Alexei Bueno
Castro Alves - Herdeiro do
entusiasmo
in Folha de São Paulo, 16/03/97
A presença de Castro Alves, no sesquicentenário que
agora se comemora, mantém-se através do país com uma vitalidade
quase física, a mesma, de resto, que acompanhou o seu decenário de
morte, em 1881, bem como os seus cinquentenários e centenários de
morte e nascimento em anos diversos.
Castro Alves é, no Brasil, o poeta por antonomásia,
assim como Eminescu ou Púchkin, para ficarmos entre os românticos, o
são para a Romênia e para a Rússia. Em países que não tiveram ou não
puderam ter uma Idade Média e uma Renascença literárias, é
geralmente entre os românticos que surgem esses vultos emblemáticos.

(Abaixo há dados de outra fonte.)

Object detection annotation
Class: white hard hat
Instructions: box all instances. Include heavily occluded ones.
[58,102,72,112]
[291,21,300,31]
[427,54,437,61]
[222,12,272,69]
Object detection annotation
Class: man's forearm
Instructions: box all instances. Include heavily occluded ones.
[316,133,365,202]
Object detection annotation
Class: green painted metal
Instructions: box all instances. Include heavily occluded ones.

Se Gonçalves Dias conserva uma primazia patriarcal na nossa poesia
de nação independente, a grande presença continua sendo a de Castro
Alves, ainda que não pareça estar de todo esgotada a bizantina
disputa de prevalência entre os dois.
A Gonçalves Dias, é inegável, devemos cerca de uma
dezena de obras-primas seminais da nossa poesia romântica, ``I-Juca-Pirama''
acima de todas, o maior poema do nosso romantismo e talvez de toda a
poesia brasileira, obra de uma ímpar sabedoria dramática e
estrutural. Sua correção de sintaxe, por uma ótica lusitana, é
insuperável entre os poetas da escola, bem como o seu exato senso de
medida.
Castro Alves difere disso tudo. Sua linguagem é a
mais acabada instalação de uma dicção nacional dentro do nosso
romantismo. Parte de sua poesia, sobretudo a inicial, nasce sob o
signo de um arroubo que nem sempre impede a deselegância e o mau
gosto. Por outro lado, nele e na geração que o precedeu, os últimos
arcaísmos lexicais que ainda prejudicam Gonçalves Dias desaparecem.

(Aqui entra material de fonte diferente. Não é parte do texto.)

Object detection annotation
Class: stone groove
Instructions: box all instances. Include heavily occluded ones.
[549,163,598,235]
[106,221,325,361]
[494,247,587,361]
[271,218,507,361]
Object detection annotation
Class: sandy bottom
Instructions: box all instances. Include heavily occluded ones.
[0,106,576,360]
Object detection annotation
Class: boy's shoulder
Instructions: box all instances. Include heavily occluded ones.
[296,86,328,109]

O que define a superioridade de Castro Alves, dentro desse quadro, é
a criação, entre os 17 e 24 anos, de 40 ou 50 poemas que são o
apogeu da poesia romântica, não só no Brasil como na língua
portuguesa.
De ``Mocidade e Morte'' a ``O Fantasma e a Canção'',
de ``O Vidente'' a ``Saudação a Palmares'', de ``Vozes d'África'' a
``Coup d'Etrier'', não há como reproduzir aqui a lista. Do grupo
clássico dos nossos grandes românticos, Gonçalves Dias, Álvares de
Azevedo, Casemiro, Varela, Laurindo Rabelo, Junqueira Freire, apenas
Castro Alves não é um poeta para antologias mais ou menos numerosas.
A obra existe, sem ser necessário dela se extrair grandes momentos.

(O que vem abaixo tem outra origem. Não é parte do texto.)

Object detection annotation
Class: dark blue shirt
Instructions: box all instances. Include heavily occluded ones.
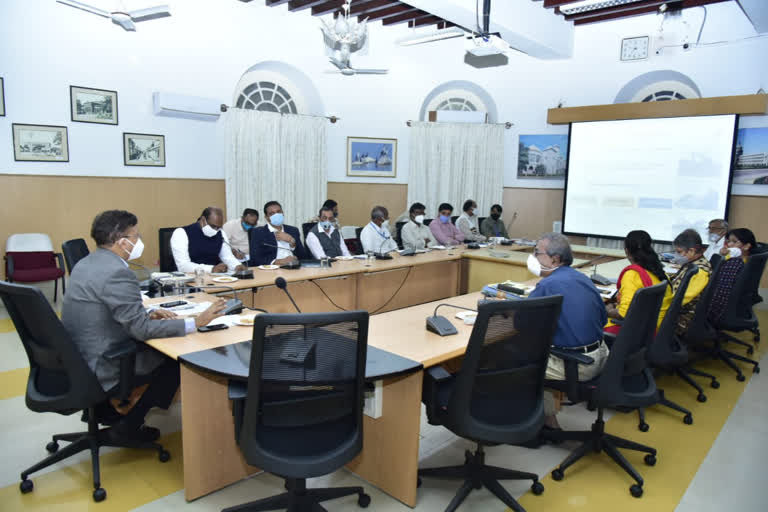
[530,267,608,347]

Com tudo que tem de desigual, o conjunto formado por ``Espumas
Flutuantes'', ``Os Escravos'', ``A Cachoeira de Paulo Afonso'' e as
poesias coligidas é, de longe, a maior realização da poesia
romântica brasileira. A primeira superioridade evidente de Castro
Alves reside na riqueza metafórica. Bem longe do uso de simples
comparações disseminado na escola, toda a sua poesia se constrói
sobre a metáfora, às vezes em encadeamento incessante, como vemos em
``A Queimada'':
``A floresta rugindo as comas curva...
As asas foscas o gavião recurva,
Espantado a gritar.
O estampido estupendo das queimadas
Se enrola de quebradas em quebradas,
Galopando no ar.
E a chama lavra qual jibóia informe,
Que, no espaço vibrando a cauda enorme,
Ferra os dentes no chão...
Nas rubras roscas estortega as matas
Que espadanam o sangue das cascatas
Do roto coração!...''.
Inseparável da metaforização, como aí está, a
pletórica e barroca expressividade verbal (no quarto dos versos
citados chega a se reproduzir o eco dos troncos que se partem), bem
como o cromatismo e a plasticidade que fazem de Castro Alves o nosso
Géricault ou o nosso Delacroix. E sempre a reconstituição sensorial
por meio da metáfora:
``Quando a fanfarra tocas na montanha,
A matilha dos ecos te acompanha
Ladrando pela ponta dos penedos''.
Específica também do poeta é a capacidade de corporificar
metaforicamente os conceitos mais abstratos:
``Sim! quando o tempo entre os dedos
Quebra um século, uma nação,
Encontra nomes tão grandes
Que não lhe cabem na mão'',
em que, no ineditismo da imagem violenta,
reencontramos o velhíssimo topos da imortalidade dos grandes homens.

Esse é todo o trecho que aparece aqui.